PENUH SUKA CITA, RATUSAN WARGA DESA KERTOSARI TERIMA SERTIFIKAT DARI BPN LUMAJANG
- Apr 03, 2024
- Kofan
- Umum, Pelayanan
Kertosari - Dengan penuh suka cita, ratusan warga Desa Kertosari khususnya yang terundang beramai-ramai ke Balaidesa Kertosari untuk mengikuti kegiatan penyerahan Sertifikat Tanah Program Pendaftaran Tanah Sistematis Lengkap (PTSL) tahun 2023 Tahap 1 oleh Badan Pertanahan (BPN) Kabupaten Lumajang bertempat di Balaidesa Kertosari, Selasa (03/04/2024).
Sebanyak 245 Buku Sertifikat Tahap 1 telah di serahkan kepada warga. Program yang dimulai pada bulan September 2023 di tutup di bulan Desember 2023 yang lalu ini ada total 695 pengajuan yang bisa diproses.
Ketua Tim 5 Adjudikasi PTSL Desa Kertosari, Bapak Achmad Wahyudi, S.H berpesan, sebaiknya manfaatkan sertifikat yang sudah jadi ini untuk kegiatan-kegiatan yang produktif seperti untuk usaha-usaha yang menghasilkan pendapatan. "Jangan digunakan untuk kegiatan yang konsumtif seperti membeli sepeda motor dan lain-lain",imbuhnya.
Bapak Wahyudi menambahkan, Sertifikat ini jangan sampai hilang, karena jika hilang, mengurus kembalinya itu waktunya cukup lama, proses administrasinya panjang karena menyangkut kehilangan dokumen berharga yang harus melibatkan kepolisian, melibatkan media dan biayanya mahal.
Setelah sambutan dari BPN, Pembagian Sertifikat langsung dilakukan dengan tertib dan lancar. Rohana (48) warga Kertosari yang menunggu dari siang sampai sore ini mengungkapkan sangat senang dengan adanya program PTSL ini. "Sertifikat ini akan saya kuliahkan untuk menambah modal jualan saya di warung mas", ungkapnya dengan gembira.

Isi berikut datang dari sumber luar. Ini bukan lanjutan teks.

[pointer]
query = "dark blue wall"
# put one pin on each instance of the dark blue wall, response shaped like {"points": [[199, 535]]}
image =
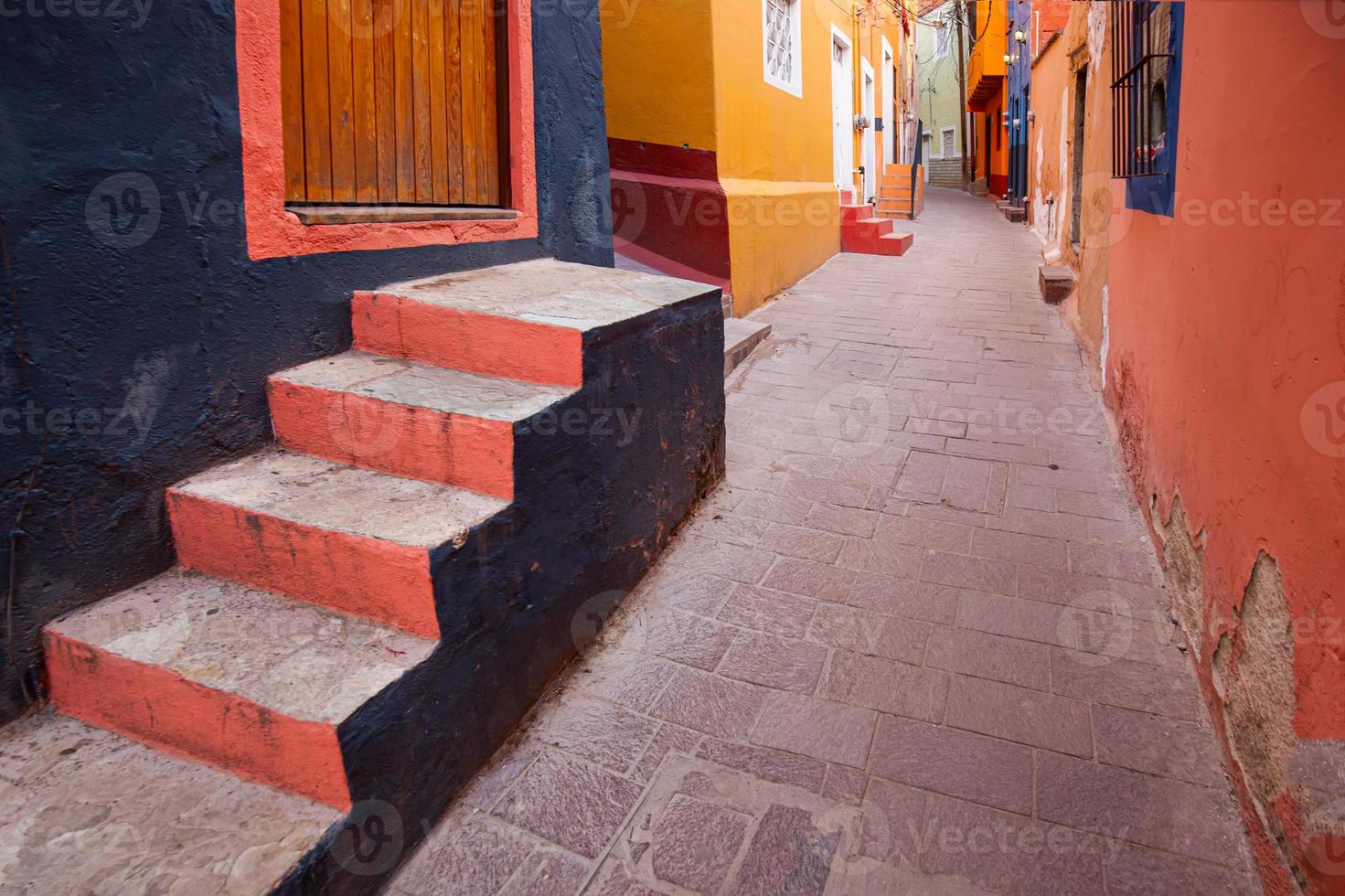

Untuk penyerahan tahap selanjutnya, masyarakat calon penerima sertifikat harap bersabar karena menunggu proses dan jadwal dari BPN selanjutnya. Adapun persyaratannya dalam pengambilan sertifikat yaitu membawa surat undangan dari Desa, membawa KTP pemohon. Jika yang bersangkutan berhalangan hadir, maka diwajibkan membuat Surat Kuasa yang telah disediakan oleh Desa. Selain itu, warga harus membawa akta tanah asli dan jika aktanya disekolahkan di Bank, bisa menghubungi Bank tersebut supaya ditugaskan pegawainya ke Desa sambil membawa akta tanah asli.